Finite Mixture of Logistic regression in Data Stream

Hi All,

While working on a project analyzing advertising clicks, we just put together a [R] S4 class to FIT, in a data stream (e.g., row-by-row) a finite mixture of logistic regression models. It can be found under Downloads. Here is an example of it’s use: the code below generates a dataset and plots it.

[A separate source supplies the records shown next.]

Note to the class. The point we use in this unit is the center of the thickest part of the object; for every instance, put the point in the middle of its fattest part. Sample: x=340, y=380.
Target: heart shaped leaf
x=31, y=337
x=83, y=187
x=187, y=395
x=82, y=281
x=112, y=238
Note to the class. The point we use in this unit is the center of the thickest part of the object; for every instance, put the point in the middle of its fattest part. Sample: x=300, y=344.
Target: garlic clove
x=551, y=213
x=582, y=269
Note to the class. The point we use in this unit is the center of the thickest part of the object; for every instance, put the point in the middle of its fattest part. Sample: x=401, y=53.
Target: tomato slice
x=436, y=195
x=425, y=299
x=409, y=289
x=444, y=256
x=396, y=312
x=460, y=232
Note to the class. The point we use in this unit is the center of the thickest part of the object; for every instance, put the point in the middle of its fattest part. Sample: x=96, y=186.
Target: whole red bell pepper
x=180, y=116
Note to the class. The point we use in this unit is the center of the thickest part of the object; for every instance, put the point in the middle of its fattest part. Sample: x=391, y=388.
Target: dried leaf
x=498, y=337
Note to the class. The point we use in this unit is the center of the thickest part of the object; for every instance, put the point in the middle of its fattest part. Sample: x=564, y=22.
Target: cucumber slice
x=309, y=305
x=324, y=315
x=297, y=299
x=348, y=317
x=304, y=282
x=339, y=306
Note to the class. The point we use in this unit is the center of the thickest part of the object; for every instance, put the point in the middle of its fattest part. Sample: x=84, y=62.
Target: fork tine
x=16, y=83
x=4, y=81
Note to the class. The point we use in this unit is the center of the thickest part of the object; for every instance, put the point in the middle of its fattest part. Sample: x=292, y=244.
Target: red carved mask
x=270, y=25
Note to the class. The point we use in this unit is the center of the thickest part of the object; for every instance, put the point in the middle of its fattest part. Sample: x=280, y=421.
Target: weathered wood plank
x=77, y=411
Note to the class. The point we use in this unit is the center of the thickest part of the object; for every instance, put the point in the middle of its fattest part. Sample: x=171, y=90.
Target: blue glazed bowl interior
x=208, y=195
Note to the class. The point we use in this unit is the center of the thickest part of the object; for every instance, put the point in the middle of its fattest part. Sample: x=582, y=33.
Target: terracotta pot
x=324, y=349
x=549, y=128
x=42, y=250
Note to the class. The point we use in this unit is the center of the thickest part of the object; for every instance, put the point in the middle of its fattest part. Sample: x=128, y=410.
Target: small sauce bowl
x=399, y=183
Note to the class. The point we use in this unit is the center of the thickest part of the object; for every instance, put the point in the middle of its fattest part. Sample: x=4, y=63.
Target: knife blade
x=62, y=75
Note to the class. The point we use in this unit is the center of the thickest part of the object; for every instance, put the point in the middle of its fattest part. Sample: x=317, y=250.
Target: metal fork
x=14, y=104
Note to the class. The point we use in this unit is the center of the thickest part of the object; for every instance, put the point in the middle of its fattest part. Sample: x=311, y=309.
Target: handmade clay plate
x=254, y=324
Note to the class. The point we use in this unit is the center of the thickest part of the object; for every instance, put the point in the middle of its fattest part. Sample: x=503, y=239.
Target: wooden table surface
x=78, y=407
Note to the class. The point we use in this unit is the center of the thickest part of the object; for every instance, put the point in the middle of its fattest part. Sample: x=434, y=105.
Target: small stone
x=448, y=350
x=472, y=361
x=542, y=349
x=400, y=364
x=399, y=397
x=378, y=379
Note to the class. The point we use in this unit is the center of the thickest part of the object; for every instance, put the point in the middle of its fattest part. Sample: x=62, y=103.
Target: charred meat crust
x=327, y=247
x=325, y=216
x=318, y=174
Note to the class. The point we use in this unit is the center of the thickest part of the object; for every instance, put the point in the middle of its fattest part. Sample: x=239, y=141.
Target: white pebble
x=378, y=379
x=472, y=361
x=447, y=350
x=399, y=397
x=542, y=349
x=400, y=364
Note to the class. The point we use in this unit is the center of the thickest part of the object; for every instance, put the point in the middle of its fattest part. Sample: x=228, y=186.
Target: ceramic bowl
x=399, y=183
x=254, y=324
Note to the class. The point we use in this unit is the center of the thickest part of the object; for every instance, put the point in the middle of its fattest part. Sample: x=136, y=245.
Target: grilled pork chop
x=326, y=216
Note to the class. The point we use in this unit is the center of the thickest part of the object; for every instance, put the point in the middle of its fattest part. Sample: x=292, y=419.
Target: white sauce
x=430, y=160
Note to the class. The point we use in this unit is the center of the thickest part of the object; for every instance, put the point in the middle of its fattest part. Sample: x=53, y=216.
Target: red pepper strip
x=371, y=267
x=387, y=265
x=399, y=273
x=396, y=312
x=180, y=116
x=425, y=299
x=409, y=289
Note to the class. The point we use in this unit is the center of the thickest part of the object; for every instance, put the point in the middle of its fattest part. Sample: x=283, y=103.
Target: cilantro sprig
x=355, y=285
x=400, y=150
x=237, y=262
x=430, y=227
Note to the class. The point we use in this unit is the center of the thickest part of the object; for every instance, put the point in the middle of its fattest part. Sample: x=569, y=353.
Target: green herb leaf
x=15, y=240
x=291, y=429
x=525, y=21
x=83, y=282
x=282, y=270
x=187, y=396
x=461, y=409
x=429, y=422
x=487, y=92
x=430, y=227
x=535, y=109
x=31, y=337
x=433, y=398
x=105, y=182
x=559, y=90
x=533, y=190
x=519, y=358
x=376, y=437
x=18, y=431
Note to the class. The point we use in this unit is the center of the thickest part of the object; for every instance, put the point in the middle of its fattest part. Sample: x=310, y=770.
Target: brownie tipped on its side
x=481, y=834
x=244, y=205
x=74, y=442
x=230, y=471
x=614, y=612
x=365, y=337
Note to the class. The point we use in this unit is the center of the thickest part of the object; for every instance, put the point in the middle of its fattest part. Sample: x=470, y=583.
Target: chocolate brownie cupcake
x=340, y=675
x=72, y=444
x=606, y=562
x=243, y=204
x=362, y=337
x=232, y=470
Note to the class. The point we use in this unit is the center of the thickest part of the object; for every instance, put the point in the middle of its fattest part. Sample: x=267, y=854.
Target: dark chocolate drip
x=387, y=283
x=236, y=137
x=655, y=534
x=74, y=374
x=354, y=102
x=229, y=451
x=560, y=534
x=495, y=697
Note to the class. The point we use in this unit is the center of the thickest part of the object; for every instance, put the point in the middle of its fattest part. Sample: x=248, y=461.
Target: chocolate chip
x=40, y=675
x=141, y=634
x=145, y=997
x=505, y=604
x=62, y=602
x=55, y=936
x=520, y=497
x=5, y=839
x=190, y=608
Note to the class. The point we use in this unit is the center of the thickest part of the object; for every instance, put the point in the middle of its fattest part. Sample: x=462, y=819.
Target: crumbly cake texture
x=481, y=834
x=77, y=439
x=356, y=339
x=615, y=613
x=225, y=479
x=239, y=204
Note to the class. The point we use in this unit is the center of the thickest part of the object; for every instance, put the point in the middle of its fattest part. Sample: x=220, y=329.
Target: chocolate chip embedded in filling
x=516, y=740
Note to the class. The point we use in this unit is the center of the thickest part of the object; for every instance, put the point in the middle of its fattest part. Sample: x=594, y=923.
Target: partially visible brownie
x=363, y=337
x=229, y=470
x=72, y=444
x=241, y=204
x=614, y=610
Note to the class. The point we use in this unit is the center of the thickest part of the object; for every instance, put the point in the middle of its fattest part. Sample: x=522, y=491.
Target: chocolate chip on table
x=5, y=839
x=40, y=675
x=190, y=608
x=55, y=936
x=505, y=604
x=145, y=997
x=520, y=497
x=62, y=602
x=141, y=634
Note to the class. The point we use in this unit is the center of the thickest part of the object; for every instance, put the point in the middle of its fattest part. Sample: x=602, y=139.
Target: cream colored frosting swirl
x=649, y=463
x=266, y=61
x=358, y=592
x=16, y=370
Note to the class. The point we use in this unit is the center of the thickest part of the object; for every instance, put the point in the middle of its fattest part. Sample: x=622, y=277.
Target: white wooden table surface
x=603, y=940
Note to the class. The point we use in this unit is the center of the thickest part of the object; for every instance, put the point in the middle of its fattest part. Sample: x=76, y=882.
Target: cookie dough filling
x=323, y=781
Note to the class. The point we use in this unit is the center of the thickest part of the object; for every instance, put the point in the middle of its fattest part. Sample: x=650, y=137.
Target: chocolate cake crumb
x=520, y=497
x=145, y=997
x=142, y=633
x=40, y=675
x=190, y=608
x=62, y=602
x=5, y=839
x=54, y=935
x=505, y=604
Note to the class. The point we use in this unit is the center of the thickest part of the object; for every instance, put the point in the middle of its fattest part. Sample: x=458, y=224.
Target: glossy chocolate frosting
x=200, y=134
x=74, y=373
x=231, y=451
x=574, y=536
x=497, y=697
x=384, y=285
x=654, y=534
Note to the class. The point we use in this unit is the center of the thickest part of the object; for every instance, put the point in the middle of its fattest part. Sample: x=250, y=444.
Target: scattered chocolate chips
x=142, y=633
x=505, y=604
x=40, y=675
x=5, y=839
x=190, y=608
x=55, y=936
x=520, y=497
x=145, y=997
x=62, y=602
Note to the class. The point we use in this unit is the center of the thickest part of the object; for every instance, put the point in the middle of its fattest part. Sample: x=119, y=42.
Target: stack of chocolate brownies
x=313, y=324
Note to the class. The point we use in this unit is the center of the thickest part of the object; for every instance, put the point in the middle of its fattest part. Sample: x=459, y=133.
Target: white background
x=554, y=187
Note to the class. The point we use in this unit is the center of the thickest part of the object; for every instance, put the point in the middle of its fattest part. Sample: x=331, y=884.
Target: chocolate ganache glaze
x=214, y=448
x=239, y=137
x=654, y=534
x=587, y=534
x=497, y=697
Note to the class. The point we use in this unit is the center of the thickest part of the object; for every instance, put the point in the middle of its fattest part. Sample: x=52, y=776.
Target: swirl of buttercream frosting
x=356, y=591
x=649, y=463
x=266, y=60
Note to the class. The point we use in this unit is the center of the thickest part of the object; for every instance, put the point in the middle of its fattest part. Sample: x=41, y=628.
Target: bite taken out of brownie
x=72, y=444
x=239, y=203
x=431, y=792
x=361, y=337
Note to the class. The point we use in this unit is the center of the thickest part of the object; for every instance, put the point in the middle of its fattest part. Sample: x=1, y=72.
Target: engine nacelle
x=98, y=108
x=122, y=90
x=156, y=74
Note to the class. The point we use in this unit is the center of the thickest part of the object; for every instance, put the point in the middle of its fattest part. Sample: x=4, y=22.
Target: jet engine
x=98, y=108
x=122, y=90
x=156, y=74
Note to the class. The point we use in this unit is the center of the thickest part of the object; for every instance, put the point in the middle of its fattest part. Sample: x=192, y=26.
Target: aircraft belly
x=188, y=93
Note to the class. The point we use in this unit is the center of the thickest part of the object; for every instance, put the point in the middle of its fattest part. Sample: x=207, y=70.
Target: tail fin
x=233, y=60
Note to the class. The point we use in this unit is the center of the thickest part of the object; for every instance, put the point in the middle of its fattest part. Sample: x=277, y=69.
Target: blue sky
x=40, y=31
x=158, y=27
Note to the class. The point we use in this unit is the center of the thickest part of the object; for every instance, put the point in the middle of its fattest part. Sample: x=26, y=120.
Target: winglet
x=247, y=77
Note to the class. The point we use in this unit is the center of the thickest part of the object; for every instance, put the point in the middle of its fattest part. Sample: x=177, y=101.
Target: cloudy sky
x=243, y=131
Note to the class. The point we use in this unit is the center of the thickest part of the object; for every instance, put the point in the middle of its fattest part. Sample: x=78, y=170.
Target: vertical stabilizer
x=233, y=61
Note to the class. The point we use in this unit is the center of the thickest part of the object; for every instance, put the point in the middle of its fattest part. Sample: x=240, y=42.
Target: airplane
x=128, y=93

In the final lines we run through the dataset row by row, and fit models with 1, 2, and 3 clusters:


## Usage examples:
source("onlineMixtureLogistic.R")
library(lattice)

# Create a dataset:
set.seed(12345)

n <- 10e4			# Number of subjects
k <- 2				# Number of predictors (including intercept)
j <- 2				# Number of clusters
pj <- c(.3, .7) 	# Cluster probabilties

betas <- matrix( 
			c(
				c(3 , -2.5), 
				c(-2, 5)
			), nrow=j, byrow=TRUE)

X <- matrix(c(rep(1,n),runif((k-1) * n,-5,5)), ncol=k)
cluster <- sample(1:j, n, TRUE, pj)
y <- gen.mixture(X, betas, cluster)

# Plot the dataset:
library(lattice)
xyplot(jitter(y) ~ X[,2], groups=cluster)

# Inspect the elements:
betas
table(cluster) / sum(table(cluster))


# Instantiate object (predictors, clusters)
oLM1 <- OnlineLogMixture(k,1)
oLM2 <- OnlineLogMixture(k,2)
oLM3 <- OnlineLogMixture(k,3)

for(i in 1:nrow(X)){
	oLM1 <- add.observation(oLM1, y[i], X[i,])
	oLM2 <- add.observation(oLM2, y[i], X[i,])
	oLM3 <- add.observation(oLM3, y[i], X[i,])
}

summary(oLM1)
summary(oLM2)
summary(oLM3)